The reduction of vehicle manufacturing costs is one of the most important targets in the development phase. One way to reduce this cost is by means of the reduction of welding points. Another challenge lies in reducing the development time. Both for reduction of costs as well as development time, simulation is increasingly important. This paper explains how both objectives can be achieved by means of spot weld optimization applying the finite-element method. The BIW has to satisfy certain requirements. The most important requirements concern fatigue, stiffness and crashworthiness. Some requirements may cause conflicting solutions, for example, a good solution for stiffness (such as a high eigenvalue), could be an unacceptable solution for crashworthiness. For this reason, joints or other parts are sometimes oversized. In order to reduce the cost of the project and simplify the manufacturing process, an optimization study is performed.

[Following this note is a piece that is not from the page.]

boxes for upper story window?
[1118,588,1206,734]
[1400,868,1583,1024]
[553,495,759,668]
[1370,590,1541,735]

In this project, all spot welds used in the manufacturing process of the BIW will be analysed with optimization software (PAM-OPT) for all load cases mentioned earlier (crashworthiness, stiffness and fatigue). The objective is to minimize the number of welds and improve the defined targets. After this spot weld reduction, the BIW must still meet all structural targets defined in the project. This means that the target in BIW stiffness (first eigenvalue), crash targets (pulse, deformation pattern, intrusions) and fatigue targets must be respected. In order to perform the optimization, it is necessary to define the target (e.g. spot weld reduction), the constraints for each load case (structural targets), the best optimization algorithm to be used and design parameters, as well as considering issues such as optimizing CPU usage. This study is limited by the amount of available CPU's. Analysing different load cases for a complete BIW, implies a significant calculation capacity, especially for load cases calculated with the explicit method (offset crash, side crash, etc.). The limited availability of CPUs could mean that only a partial study of the vehicle is feasible.